Research in Statistical Science is based on a blend of project-based research groups, multidisciplinary collaborations and individual research programmes.
The department's methodological research is organised into six areas:
- Biostatistics. This theme has a research programme that encompasses both applied health research and the development and evaluation of statistical methods.
- Computational Statistics. This theme is concerned with advancing the theory, methodology, algorithmic development and application of simulation based approaches, such as Markov Chain Monte Carlo, to statistical inference.
- Financial Risk, Insurance, Econometrics and Stochastic Finance. This theme has a research program that encompasses a range of theoretical, methodological and applied problems encountered in financial risk, insurance, economics and finance.
- General Theory and Methodology. The research carried out under this theme covers foundational and theoretical aspects of probability and inferential statistics, and generic statistical methodology.

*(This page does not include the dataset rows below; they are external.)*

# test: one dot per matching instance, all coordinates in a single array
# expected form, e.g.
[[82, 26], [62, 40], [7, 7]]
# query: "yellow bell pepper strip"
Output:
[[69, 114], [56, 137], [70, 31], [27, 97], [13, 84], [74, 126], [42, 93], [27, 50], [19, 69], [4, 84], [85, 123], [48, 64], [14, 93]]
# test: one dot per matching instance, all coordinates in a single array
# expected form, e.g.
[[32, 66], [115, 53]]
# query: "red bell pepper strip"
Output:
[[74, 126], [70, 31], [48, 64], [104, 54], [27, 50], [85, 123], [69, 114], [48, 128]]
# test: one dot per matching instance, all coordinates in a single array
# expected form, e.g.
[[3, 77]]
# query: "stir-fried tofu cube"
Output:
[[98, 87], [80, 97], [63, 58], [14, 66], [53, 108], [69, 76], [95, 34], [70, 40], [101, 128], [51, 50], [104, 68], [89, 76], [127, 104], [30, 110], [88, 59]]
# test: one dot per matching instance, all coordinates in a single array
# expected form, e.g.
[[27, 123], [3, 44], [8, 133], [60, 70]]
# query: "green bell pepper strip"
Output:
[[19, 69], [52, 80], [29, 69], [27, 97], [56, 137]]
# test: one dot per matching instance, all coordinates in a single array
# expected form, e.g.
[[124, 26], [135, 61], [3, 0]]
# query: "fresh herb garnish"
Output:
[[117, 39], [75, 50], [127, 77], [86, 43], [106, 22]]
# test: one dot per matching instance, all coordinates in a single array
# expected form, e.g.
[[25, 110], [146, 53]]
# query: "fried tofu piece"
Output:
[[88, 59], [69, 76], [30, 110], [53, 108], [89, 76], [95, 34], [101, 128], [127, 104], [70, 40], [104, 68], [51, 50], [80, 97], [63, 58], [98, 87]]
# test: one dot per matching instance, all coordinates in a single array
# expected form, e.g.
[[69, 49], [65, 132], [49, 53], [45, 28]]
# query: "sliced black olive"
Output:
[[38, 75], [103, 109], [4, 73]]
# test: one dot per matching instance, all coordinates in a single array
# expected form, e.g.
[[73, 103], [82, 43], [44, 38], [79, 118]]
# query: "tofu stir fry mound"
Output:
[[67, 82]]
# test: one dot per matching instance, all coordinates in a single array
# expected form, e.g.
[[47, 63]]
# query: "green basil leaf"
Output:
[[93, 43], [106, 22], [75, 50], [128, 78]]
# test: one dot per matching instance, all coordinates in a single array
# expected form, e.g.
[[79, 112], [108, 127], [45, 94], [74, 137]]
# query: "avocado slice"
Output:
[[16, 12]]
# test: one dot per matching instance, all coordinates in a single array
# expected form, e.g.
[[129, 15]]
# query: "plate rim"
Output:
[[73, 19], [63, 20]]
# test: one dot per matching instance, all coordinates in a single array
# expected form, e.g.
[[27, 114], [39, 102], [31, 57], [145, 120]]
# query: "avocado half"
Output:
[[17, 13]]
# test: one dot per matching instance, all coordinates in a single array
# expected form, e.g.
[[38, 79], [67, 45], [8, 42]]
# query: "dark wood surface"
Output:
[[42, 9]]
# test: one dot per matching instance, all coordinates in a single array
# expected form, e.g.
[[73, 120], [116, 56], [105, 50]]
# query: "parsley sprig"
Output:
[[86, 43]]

- Multivariate and High Dimensional Data. This theme has a research programme that encompasses both the theoretical and methodological problems encountered when analysing multivariate and high dimensional data.
- Stochastic Modelling and Time Series. This theme covers the development of generic stochastic models and the investigation of their properties, as well as modelling and inference for applications in a range of physical and biological sciences.
Much of this work is interdisciplinary and involves collaborations within and outside UCL.
- Statistics for Health Economics Evaluation. The activity of this group revolves around the development and application of Bayesian
statistical methodology for health economic evaluation, e.g.
cost-effectiveness or cost-utility analysis.
- Statistics in Sports and Health. This group encompasses both methodological and applied research activity for the development and use of statistical methods in sports and health applications.
- Stochastic Processes Group. This group studies the theory, methodology and application of stochastic processes to dependent data, with particular focus in the areas of time series analysis, spatial statistics and network theory.